In most cases, you will be required to take the GRE before you apply to a graduate program at an accounting school because graduate programs (both in and outside the accounting field) require you to submit your scores from the GRE or another similar exam before you apply. It is important to note that the GRE is not the only exam that you may be required to take and that there are some colleges and universities that prefer the GMAT or other similar examinations over the GRE. In other words, you may be required to take the GRE to enter a graduate program, but there are some universities that prefer applicants to take the GMAT or another similar examination instead of or in addition to the GRE. In fact, there are some graduate programs that will not require an individual to take any tests at all if he or she meets certain requirements.
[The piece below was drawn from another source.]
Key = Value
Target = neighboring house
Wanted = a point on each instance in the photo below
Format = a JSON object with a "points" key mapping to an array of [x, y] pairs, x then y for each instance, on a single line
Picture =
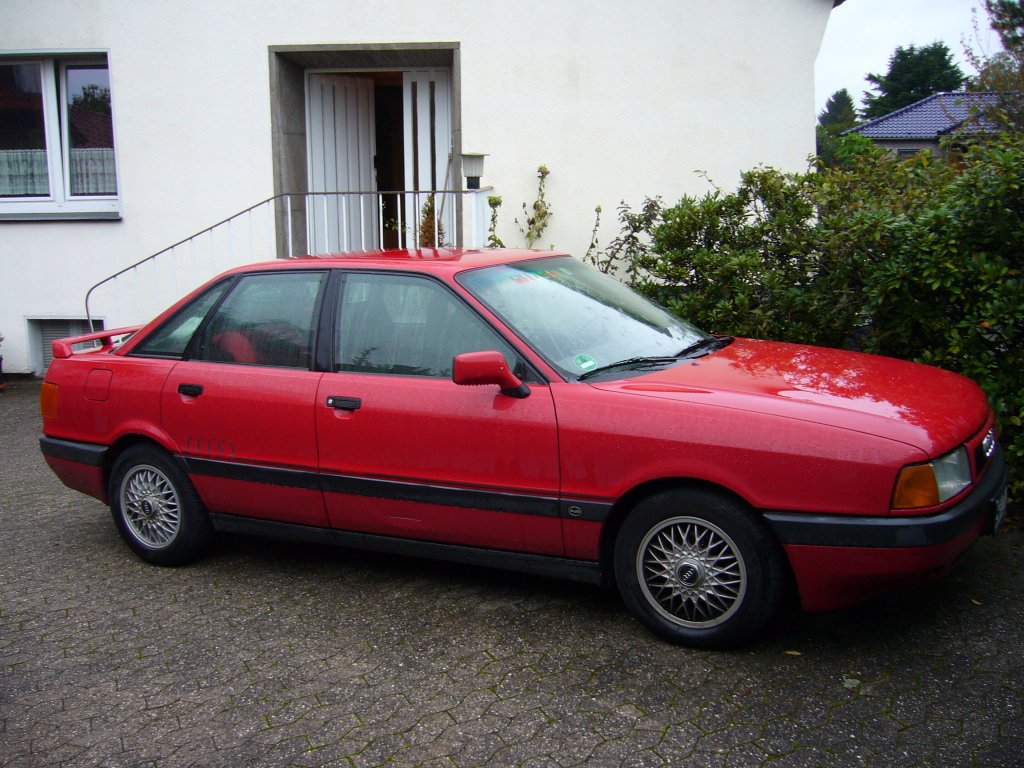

It is also important to note that the GRE is more difficult than most of the standardized exams that are currently in use; the average person taking the exam will choose the correct answer only around 45% to 60% of the time.
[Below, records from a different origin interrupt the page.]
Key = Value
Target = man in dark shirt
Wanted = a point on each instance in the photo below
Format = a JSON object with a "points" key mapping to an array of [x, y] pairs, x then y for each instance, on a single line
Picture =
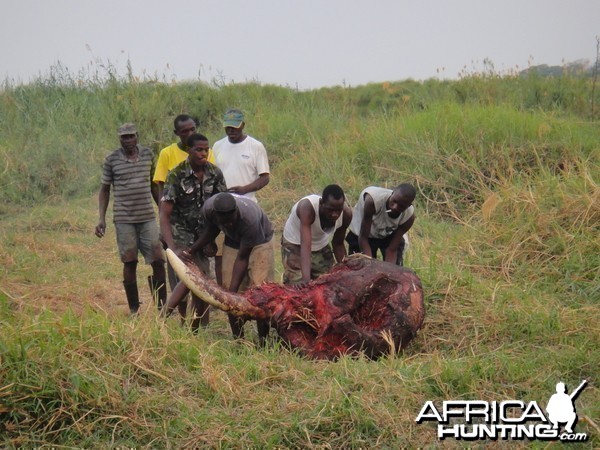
{"points": [[248, 249], [129, 170]]}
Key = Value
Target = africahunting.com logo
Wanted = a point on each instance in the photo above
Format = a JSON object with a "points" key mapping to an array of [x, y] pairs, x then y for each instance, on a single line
{"points": [[512, 419]]}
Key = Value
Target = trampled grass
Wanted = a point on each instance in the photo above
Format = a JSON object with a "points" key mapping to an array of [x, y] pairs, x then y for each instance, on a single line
{"points": [[505, 242]]}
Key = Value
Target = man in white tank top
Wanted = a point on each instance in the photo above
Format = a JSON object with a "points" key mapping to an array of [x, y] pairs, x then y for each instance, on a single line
{"points": [[313, 222], [379, 221]]}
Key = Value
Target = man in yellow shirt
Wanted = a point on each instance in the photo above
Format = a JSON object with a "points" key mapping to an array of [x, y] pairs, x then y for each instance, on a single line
{"points": [[168, 158]]}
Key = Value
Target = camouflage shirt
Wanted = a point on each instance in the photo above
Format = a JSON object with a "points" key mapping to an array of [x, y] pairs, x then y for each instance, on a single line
{"points": [[188, 194]]}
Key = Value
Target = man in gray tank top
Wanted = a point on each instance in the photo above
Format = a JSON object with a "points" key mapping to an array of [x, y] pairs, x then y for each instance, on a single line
{"points": [[314, 221]]}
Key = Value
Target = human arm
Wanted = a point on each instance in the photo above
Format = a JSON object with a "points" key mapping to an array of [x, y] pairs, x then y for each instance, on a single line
{"points": [[337, 242], [240, 268], [391, 253], [207, 236], [103, 199], [262, 180], [306, 214], [164, 213], [365, 225]]}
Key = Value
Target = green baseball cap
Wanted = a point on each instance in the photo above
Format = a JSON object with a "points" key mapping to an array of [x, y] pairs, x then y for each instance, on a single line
{"points": [[233, 118]]}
The GRE is scored on a scale, and you will receive a score on a scale of 0-6 for the analytical writing section, a score on a scale of 200-800 (or 130-170 if you take the exam after August 2011) for the quantitative reasoning section, and a score on a scale of 200-800 (or 130-170 if you take the exam after August 2011) for the verbal reasoning section. The GRE score that an individual must achieve in order to get into a particular school varies considerably from school to school, but the average GRE score for a student entering a graduate accounting program is typically between 680 and 780 for the quantitative reasoning section and 500 and 650 for the verbal reasoning section. The writing section is usually not a major component of the admissions decision for an accounting program.